Automated Chest X-Ray Interpretation

Ever year, clinicians perform over 3.6 billion diagnostic x-ray examinations. Currently, trained radiologists interpret these billions of scans, but there is significant interest in developing automated systems for x-ray interpretation to assist radiologists and augment radiology expertise in underserved areas. This post will describe some recent data sets and methods applied to the problem of chest x-ray interpretation. (As a bonus, the final section also discusses the highly scientific “banana equivalent radiation dose.”)

The Goal

The goal of automated chest x-ray interpretation is to identify and localize abnormal findings in chest x-rays, such as pneumonia, tumors, and hernias. In the future, automated systems will likely streamline the radiology workflow by providing an initial x-ray interpretation to radiologists, and by prioritizing which scans should be read first (e.g. because they show worrisome pathology.)

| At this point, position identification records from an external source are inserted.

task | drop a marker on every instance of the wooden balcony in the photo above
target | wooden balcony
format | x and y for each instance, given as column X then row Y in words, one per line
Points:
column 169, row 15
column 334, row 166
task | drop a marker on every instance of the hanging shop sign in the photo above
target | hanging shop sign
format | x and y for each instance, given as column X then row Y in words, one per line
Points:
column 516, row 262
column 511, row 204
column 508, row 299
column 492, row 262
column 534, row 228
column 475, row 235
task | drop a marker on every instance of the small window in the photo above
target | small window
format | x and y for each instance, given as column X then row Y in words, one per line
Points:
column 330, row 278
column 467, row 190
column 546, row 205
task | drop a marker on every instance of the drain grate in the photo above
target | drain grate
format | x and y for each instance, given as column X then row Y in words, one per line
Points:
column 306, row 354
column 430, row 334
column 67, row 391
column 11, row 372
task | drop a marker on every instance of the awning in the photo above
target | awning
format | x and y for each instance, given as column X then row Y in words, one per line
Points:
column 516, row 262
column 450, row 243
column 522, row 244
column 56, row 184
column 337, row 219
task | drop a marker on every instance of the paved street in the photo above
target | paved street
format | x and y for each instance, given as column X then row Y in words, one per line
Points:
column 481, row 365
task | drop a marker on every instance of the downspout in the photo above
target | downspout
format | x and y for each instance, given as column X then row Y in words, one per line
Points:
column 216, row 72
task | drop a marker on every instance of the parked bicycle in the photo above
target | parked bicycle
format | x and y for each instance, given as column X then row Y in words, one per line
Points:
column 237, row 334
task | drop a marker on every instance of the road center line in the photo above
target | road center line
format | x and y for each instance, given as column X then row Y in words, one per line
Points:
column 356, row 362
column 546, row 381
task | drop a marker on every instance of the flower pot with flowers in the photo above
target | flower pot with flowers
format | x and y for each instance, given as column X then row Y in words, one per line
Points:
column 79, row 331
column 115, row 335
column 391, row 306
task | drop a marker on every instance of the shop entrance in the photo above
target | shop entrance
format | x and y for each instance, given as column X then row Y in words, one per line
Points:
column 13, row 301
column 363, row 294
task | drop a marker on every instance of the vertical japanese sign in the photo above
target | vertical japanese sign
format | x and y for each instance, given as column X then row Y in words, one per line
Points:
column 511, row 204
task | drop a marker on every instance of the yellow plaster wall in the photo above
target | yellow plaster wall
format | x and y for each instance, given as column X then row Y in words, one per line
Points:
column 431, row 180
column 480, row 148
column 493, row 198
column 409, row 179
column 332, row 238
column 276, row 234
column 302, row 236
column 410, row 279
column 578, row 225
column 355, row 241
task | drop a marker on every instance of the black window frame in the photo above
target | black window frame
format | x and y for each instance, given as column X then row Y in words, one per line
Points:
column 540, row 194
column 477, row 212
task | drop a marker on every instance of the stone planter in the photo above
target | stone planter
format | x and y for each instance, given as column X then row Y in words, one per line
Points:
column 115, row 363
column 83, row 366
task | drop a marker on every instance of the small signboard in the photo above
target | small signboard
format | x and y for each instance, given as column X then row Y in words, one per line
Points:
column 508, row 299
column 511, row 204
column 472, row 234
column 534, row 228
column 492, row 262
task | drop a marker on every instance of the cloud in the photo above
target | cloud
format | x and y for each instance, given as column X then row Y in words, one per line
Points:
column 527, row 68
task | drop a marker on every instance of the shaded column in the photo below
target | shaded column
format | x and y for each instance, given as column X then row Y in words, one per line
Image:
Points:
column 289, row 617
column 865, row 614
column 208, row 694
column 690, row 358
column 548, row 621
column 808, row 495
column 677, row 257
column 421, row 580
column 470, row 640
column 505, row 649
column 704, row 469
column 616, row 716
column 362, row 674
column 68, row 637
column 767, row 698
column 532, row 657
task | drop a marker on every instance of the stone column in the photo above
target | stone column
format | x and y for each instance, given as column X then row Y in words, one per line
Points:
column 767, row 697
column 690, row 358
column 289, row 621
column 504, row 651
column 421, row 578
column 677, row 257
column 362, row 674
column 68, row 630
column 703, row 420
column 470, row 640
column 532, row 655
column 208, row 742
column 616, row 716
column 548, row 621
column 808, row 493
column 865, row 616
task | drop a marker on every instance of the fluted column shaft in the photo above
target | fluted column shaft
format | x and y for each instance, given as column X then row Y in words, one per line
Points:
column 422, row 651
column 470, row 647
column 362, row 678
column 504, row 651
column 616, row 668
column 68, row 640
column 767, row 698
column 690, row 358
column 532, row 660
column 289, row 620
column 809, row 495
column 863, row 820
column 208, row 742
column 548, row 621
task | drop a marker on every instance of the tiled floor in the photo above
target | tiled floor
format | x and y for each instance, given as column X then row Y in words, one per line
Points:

Here are a few reasons why chest x-ray interpretation is a good medical imaging problem to solve:

  • Billions of chest x-rays are collected each year, so building large data sets is feasible. Also, any high-performing automated method would be practically useful for many health systems.
  • As a side bonus, chest x-rays are 2D, which makes them computationally easier to handle than 3D radiology studies like CT or MRI.

How Automated Chest X-Ray Interpretation Works

The majority of automated chest x-ray interpretation models described in the literature are convolutional neural networks (CNNs). CNNs are described in detail in this post.

In brief, CNNs process images hierarchically. First, the CNN identifies simple characteristics of the image, like edges. Then the CNN combines these simple characteristics to detect more complicated characteristics, like clouded areas of the lungs indicating pneumonia.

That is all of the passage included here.